In vitro, WJ460 blocks breast cancer cell invasion compared with the control condition with IC50 values of 43.37 ± 3.42 nM in MDA-MB-231 and 36.40 ± 4.51 nM in BT549 cells. In addition, WJ460 treatment remarkably inhibits MDA-MB-231 and BT549 cells. Also, WJ460 remarkably inhibits MDA-MB-231 and BT549 cell invasion through Collagen I in a dose-dependent manner.

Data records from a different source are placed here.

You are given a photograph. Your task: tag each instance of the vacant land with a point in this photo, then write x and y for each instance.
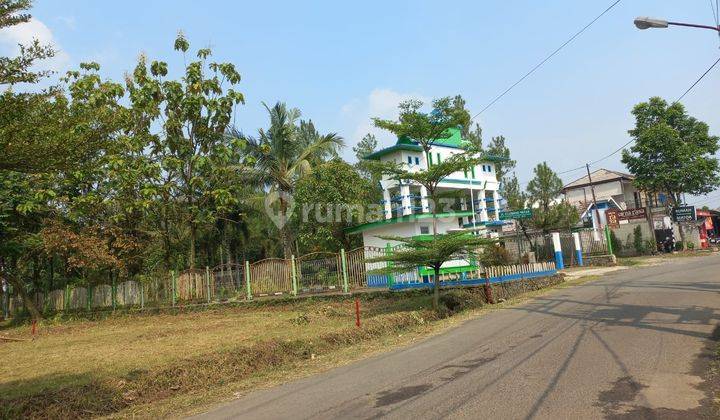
(150, 365)
(164, 363)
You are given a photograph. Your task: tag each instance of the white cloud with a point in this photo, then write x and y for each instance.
(25, 33)
(358, 114)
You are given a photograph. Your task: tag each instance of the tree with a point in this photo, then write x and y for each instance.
(420, 252)
(542, 193)
(192, 146)
(673, 152)
(282, 158)
(333, 197)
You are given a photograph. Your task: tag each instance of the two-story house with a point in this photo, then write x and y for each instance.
(613, 189)
(406, 208)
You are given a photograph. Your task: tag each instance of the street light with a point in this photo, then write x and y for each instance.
(647, 23)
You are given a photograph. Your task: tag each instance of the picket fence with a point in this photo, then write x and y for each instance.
(309, 274)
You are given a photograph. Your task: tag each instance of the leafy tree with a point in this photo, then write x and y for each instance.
(542, 193)
(192, 146)
(333, 197)
(282, 158)
(498, 148)
(673, 152)
(419, 252)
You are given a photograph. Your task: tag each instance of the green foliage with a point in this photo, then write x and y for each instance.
(615, 242)
(333, 189)
(638, 242)
(542, 193)
(498, 148)
(673, 152)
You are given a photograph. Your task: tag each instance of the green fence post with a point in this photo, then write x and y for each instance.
(172, 285)
(207, 281)
(88, 297)
(293, 269)
(343, 261)
(247, 280)
(607, 239)
(391, 278)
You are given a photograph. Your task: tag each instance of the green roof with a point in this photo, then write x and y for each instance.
(402, 219)
(405, 143)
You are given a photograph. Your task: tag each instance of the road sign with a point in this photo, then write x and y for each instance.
(516, 214)
(684, 214)
(614, 216)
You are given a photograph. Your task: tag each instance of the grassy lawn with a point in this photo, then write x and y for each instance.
(152, 365)
(162, 364)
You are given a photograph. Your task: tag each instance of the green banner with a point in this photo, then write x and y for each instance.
(516, 214)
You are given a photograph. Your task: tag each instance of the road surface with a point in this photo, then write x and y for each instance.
(633, 344)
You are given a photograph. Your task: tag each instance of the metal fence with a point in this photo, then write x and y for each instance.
(309, 274)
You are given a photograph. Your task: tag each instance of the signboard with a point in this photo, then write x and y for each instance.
(614, 216)
(516, 214)
(684, 214)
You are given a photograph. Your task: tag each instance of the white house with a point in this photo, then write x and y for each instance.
(406, 208)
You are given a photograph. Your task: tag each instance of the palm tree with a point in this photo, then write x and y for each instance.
(284, 153)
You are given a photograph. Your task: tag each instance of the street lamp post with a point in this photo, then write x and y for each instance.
(648, 23)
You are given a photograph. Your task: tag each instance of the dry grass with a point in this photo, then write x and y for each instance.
(170, 364)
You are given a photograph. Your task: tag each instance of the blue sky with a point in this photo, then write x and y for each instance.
(344, 62)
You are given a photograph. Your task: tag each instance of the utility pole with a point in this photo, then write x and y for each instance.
(592, 190)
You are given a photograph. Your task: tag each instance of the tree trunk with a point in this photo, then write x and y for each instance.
(191, 250)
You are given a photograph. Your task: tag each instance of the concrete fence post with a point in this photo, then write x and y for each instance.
(558, 251)
(248, 290)
(578, 247)
(343, 262)
(293, 270)
(172, 287)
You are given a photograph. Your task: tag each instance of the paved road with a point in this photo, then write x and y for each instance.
(634, 344)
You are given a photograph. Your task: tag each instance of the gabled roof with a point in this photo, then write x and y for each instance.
(599, 176)
(455, 141)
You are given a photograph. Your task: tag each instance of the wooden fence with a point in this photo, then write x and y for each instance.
(309, 274)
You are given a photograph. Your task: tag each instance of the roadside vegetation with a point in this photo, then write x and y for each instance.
(161, 364)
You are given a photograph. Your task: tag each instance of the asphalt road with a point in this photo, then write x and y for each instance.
(634, 344)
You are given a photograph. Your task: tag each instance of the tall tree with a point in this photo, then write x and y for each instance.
(195, 113)
(497, 147)
(673, 152)
(283, 157)
(542, 194)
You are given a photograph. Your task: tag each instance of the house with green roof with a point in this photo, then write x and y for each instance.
(406, 208)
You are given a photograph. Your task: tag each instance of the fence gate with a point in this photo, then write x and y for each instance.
(319, 272)
(272, 276)
(228, 281)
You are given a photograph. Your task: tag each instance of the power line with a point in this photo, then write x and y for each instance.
(537, 66)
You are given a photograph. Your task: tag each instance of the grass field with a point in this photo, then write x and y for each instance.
(163, 364)
(150, 365)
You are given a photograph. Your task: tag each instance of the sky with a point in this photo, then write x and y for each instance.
(342, 63)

In vivo, WJ460 results in substantially decreased tumor growth a spontaneous metastasis model. Furthermore, a western blot assay shows that WJ460 diminishes the level of phospho-VEGFR-2 and total VEGFR-2. Furthermore, WJ460 induces no apparent toxicity and no changes in body mass and major organ behavior were observed. Together, WJ460 inhibits breast tumor growth, angiogenesis, and spontaneous metastasis. Besides, WJ460 suppresses breast cancer pulmonary metastasis.
All in all, targeting MYOF by WJ460 may be a promising therapeutic strategy in MYOF-driven cancers.
Reference:
Zhang T, et al. Nat Commun. 2018 Sep 13;9(1):3726.